Investigators from the Project On Government Oversight conducted a site visit of the Oak Ridge National Laboratory (ORNL) in the fall of 2005.1 POGO investigators drove to the World War II-era building at ORNL – Building 3019 – which holds 1,000 cans of uranium-233, easily parked in front of the building which is "protected" by a single chain link fence, walked around for about 15 minutes, and were leaving before guards finally approached them and escorted them from the area.
If the investigators had intended to do harm, they could have quickly detonated a device to blow up the building. In fact, it would have taken very little time or effort to detonate an improvised nuclear device (IND). Unfortunately, creating an IND is extraordinarily simple and could cause a detonation yielding as much as 10 kilotons, approximately the size of the Hiroshima explosion.

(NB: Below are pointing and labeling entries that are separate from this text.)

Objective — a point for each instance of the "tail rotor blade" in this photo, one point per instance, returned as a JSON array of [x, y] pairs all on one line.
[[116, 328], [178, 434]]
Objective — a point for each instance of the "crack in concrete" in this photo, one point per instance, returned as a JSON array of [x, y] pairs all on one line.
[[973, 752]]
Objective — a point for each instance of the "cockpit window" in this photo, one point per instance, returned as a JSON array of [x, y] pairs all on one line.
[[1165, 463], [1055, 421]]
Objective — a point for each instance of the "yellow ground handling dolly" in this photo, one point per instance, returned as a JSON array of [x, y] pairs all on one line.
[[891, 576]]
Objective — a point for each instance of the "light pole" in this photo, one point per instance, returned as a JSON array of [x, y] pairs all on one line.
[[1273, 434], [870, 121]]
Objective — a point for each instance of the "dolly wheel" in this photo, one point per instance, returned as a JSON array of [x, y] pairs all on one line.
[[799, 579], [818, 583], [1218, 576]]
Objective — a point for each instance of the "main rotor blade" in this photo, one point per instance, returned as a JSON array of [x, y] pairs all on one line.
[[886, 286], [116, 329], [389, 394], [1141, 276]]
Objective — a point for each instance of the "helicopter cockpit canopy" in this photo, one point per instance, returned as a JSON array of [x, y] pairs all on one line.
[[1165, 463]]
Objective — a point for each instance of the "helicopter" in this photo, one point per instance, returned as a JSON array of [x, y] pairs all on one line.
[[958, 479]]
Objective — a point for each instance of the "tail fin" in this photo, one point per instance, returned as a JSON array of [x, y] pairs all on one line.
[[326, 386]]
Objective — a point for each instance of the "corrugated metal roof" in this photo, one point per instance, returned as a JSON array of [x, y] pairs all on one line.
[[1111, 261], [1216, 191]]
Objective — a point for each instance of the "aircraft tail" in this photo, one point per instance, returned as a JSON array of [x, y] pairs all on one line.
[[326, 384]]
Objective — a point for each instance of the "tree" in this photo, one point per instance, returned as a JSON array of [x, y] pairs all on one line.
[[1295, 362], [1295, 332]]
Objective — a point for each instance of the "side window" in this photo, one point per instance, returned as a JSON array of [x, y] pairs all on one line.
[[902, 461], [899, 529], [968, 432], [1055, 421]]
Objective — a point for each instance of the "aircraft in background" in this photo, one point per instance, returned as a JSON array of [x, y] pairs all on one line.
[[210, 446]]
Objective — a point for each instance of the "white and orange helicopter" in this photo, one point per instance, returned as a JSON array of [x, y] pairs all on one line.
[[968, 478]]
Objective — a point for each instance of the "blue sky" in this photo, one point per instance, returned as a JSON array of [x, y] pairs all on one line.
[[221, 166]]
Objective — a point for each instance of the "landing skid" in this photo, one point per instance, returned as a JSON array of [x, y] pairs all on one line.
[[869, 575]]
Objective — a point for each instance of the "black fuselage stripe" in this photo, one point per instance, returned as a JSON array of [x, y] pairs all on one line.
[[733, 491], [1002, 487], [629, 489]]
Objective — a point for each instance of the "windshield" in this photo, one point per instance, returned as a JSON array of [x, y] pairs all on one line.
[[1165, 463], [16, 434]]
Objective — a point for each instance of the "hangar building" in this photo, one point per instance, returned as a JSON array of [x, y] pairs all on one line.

ORNL is the most poorly protected site in the U.S. nuclear weapons complex. In fact, when POGO's investigators visited the site, there were no setback barriers to protect against truck bombs despite the number of trucks going in and out of the facility because of major construction projects; there appeared to be no fence behind the building along the truck ramp, although a truck with a bomb could park within ten feet of the building; and the building itself appears to have been constructed with corrugated steel over reinforced concrete, which attackers could easily breach.
ORNL is located near the Y-12 National Security Complex, which houses the majority of the nation's highly enriched uranium (HEU). Y-12 stores between 400 to 500 metric tons of HEU – enough for about 14,000 nuclear warheads. The configuration of Y-12 makes it particularly difficult to protect. The site is three miles long, approximately one-half mile wide, and lies between two ridge lines. There are currently five target buildings at Y-12, with multiple targets within each building.
Y-12 and ORNL employ 13,000 people and are both located very close to the cities of Knoxville and Oak Ridge in Tennessee. The impact on the site and surrounding areas of a nuclear detonation would be catastrophic. The fallout from a 10 kiloton IND detonation at Y-12 could result in an estimated 60,000 casualties, including 18,000 fatalities, and harmful radiation sickness for over 40 miles.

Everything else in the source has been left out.